Paul Goble
What had been a long-running local conflict between Kyrgyzstan and Tajikistan regarding the delimitation of borders and the fate of exclaves has now expanded over the past two weeks to include major military units and the targeting of infrastructure deep within the territory of both countries. As a result, the chance for a full-scale war between the two Central Asian countries has become ever more likely (see EDM, September 23; Ia-centr.ru, October 30). At the same time, a potential agreement resolving border disputes between Kyrgyzstan and Uzbekistan has now sparked protests by Kyrgyzstani citizens opposed to the accord, which threatens to further destabilize the already troubled country and possibly drive it into war (Cabar.asia, November 1). These developments would be serious enough on their own, but they have been compounded by the meddling of outside powers, including Russia, China and the United States (see EDM, February 15, June 22, October 25), as well as the growing threat emanating from Afghanistan for Tajikistan most directly but also for Kyrgyzstan and other parts of Central Asia (see EDM, September 20).

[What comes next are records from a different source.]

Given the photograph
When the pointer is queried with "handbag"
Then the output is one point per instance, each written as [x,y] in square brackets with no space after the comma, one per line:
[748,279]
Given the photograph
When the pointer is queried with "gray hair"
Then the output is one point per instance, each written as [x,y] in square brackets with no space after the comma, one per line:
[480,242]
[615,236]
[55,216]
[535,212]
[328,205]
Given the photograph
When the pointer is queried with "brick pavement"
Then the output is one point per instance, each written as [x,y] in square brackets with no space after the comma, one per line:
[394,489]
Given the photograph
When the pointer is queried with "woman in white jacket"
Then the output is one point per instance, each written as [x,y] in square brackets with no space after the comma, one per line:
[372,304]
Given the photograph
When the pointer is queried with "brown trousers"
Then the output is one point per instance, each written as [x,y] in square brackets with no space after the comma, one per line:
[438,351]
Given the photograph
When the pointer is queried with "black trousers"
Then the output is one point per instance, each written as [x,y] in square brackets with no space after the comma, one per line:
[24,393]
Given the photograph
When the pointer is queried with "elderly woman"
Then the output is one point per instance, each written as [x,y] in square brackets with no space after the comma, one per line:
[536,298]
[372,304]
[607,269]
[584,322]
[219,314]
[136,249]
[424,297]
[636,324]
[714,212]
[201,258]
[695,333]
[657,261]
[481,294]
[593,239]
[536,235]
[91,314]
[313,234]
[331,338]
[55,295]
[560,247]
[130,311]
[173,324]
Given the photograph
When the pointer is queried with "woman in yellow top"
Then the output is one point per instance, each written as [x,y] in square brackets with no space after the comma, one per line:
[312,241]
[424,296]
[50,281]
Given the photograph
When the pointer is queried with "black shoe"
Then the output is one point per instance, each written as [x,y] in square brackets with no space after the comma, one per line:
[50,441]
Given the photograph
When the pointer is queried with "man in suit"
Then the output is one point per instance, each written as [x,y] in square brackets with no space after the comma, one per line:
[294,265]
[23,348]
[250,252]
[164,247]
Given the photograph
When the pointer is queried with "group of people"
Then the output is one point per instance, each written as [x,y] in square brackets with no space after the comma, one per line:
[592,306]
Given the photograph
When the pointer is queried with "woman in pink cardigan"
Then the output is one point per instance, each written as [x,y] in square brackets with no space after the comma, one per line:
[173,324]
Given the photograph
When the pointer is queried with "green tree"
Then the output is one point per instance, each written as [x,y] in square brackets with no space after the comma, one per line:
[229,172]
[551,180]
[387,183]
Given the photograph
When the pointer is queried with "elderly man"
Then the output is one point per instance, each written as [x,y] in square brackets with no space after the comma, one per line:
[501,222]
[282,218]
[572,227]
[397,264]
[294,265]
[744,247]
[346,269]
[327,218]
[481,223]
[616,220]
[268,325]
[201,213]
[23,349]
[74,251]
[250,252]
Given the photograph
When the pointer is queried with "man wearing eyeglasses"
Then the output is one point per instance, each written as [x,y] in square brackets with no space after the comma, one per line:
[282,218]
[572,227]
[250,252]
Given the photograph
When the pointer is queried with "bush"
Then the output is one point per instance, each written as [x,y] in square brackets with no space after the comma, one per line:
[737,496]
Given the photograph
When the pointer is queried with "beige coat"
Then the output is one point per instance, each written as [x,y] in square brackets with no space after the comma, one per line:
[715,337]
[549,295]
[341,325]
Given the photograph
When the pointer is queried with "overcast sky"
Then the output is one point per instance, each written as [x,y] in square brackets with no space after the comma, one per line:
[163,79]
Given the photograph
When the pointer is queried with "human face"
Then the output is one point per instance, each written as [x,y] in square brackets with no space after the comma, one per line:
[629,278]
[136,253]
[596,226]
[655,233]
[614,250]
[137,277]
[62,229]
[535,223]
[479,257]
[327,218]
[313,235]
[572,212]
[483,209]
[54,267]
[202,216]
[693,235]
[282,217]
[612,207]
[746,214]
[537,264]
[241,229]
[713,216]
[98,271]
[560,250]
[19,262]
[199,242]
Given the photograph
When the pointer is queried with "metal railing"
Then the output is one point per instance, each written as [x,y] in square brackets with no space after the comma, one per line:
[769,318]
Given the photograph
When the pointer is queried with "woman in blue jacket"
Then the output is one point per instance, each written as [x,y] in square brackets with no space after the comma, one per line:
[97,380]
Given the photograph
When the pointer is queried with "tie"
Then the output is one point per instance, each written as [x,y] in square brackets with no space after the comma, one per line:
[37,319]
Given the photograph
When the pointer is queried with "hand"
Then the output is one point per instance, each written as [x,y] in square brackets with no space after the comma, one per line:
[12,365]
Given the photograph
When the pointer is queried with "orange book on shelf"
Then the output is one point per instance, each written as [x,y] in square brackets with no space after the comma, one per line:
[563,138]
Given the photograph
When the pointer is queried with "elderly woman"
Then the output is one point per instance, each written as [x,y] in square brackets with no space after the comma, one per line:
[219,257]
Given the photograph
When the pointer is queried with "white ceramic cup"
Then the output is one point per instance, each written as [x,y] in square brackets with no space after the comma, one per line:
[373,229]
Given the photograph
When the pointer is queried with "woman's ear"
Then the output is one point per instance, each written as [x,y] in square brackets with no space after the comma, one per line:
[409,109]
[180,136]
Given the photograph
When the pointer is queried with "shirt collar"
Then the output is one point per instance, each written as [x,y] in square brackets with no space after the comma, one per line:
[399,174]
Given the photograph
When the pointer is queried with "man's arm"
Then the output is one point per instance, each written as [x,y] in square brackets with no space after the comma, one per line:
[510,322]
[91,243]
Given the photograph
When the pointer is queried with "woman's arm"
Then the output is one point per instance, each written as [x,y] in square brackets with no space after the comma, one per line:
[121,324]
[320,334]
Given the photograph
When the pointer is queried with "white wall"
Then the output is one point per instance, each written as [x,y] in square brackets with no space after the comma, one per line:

While the Kyrgyzstani-Tajikistani conflict is intertwined with the Kyrgyzstani-Uzbekistani clash, it is far more likely to lead to a major war than the latter, according to Aleksandr Knyazev, a specialist on Central Asia at St. Petersburg State University (Ia-centr.ru, October 30). Knyazev points out that the border clashes between Kyrgyzstan and Tajikistan have not only increasingly involved regular army units from both sides but have also led to the arming of both populations, something that raises the possibility of a partisan war in either country—one that could resemble the anti-Soviet Basmachi movement in the 1920s and 1930s. But what is most worrisome, he says, is that both countries are using drones and other long-distance weaponry to attack regions far from their shared border, including as distant as the Pamirs in southern Tajikistan on its border with Afghanistan.